Com isso começamos a ver as aplicações de Inteligência Artificial muito mais próximas do nosso dia a dia. Exemplos são os carros autônomos ou a recomendação de filmes e séries da Netflix. Assim, não surpreende que um livro recentemente lançado nos Estados Unidos, sobre o impacto da Inteligência Artificial no trabalho, esteja nas principais listas dos mais vendidos: chama-se Human + Machine e foi escrito por Paul R. Daugherty e H. James Wilson. Paul, engenheiro de computação, é Chief Technology and Innovation Officer da consultoria multinacional Accenture.

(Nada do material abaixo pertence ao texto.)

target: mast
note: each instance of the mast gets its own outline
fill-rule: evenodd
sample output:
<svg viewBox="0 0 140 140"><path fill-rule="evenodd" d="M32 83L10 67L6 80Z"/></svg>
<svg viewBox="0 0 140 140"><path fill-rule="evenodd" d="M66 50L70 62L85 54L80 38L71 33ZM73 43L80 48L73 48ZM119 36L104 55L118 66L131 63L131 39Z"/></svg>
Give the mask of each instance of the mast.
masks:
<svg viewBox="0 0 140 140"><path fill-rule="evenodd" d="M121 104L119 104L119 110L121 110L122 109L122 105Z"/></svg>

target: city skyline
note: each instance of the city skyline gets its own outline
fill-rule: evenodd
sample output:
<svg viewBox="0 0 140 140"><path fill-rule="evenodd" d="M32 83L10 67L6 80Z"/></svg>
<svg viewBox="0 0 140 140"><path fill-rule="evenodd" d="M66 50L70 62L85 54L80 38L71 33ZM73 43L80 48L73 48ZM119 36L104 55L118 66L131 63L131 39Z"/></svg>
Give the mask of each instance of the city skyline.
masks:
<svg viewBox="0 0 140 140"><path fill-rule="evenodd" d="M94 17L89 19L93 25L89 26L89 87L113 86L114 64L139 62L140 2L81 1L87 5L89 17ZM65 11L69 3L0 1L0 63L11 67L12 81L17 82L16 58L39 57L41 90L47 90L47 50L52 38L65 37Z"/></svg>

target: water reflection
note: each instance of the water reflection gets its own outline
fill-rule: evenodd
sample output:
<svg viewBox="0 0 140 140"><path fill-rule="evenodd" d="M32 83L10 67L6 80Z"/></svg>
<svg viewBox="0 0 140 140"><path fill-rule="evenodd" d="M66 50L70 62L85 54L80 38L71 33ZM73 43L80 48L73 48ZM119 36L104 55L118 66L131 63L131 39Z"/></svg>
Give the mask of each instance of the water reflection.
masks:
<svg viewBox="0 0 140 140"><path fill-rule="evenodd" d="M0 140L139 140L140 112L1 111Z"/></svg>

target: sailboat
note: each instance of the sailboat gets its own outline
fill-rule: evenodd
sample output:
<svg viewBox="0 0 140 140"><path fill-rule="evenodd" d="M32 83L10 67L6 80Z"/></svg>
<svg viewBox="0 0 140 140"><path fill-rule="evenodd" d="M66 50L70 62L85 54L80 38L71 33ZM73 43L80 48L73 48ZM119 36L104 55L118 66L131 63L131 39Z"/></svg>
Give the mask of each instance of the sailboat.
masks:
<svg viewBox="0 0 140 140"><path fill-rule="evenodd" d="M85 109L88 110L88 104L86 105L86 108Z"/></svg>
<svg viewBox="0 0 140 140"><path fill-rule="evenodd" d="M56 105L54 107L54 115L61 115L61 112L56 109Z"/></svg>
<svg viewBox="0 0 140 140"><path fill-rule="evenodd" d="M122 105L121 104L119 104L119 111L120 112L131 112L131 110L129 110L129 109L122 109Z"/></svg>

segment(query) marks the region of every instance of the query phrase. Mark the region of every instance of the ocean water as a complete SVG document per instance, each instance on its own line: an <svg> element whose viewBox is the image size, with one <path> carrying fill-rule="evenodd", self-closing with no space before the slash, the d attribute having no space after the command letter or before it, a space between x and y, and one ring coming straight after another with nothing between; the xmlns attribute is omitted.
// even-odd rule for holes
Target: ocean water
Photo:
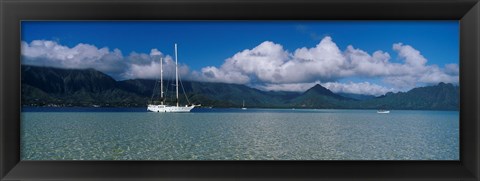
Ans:
<svg viewBox="0 0 480 181"><path fill-rule="evenodd" d="M458 111L26 108L22 160L458 160Z"/></svg>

A tese central do livro é de que a Inteligência Artificial não vai roubar emprego dos humanos. Ao contrário: segundo o Gartner, até 2020 a Inteligência Artificial vai eliminar 1,8 milhão de empregos nos EUA e criar 2 milhões de novas vagas. Mas por que dizemos que a Inteligência Artificial vai trazer mais empregos do que vai eliminar? Porque a tecnologia vai criar novas categorias de trabalho. Por exemplo, sabemos que os assistentes virtuais que temos em nossos smartphones, como a Siri do iPhone ou o Google Assistant do Android, são extremamente poderosos. Em pouco tempo, substituirão milhares de atendentes de call center. Entretanto, estes mesmos call centers precisarão de pessoas que treinem as máquinas, que lhes ensinem os valores e a cultura da empresa, para que saibam o que pode ou não ser dito, e a forma adequada de fazê-lo. Esta nova carreira, de treinadores de máquinas, não existe hoje, e as pessoas precisarão se preparar para ela.

Um dos pontos em que Daugherty mais bate em seu livro é que o grande desafio das empresas não está na contratação de engenheiros que implantarão a Inteligência Artificial em seus negócios, mas sim na capacitação daqueles que serão os usuários da tecnologia, que, em pouco tempo, estará nas principais áreas das organizações. Estamos falando de funcionários com anos de casa, com valiosa experiência no negócio, que já tiveram dificuldade de se adaptar à digitalização e automação dos processos, e que agora terão de lidar com máquinas ajudando-os a tomar melhores decisões. Imagine, por exemplo, um gestor de Investimentos, que nos últimos 20 anos esteve focado em analisar 20 ou 30 ativos, e que, com a Inteligência Artificial, poderá passar a analisar milhares deles, com maior quantidade de dados, e com relatórios gerados automaticamente, em poucos minutos, com insights que cruzam informações nunca antes analisadas. Muitos resistirão, vão procurar falhas nos relatórios, que vão existir no início, e usarão isso para afirmar que a tecnologia ainda precisa amadurecer para que seja utilizada. Enquanto outros a adotarão de imediato e usufruirão de uma vantagem competitiva em pouco tempo. Lembram-se dos motoristas de táxi que se recusavam a usar o Waze até pouco tempo atrás? Alguns até hoje acreditam que são melhores previsores do trânsito do que a tecnologia e seus dados.

Os líderes das organizações precisam entender que, no mundo em que vivemos hoje, todo negócio é um negócio digital e toda empresa é uma empresa de tecnologia. Mesmo que muitas ainda não saibam disso.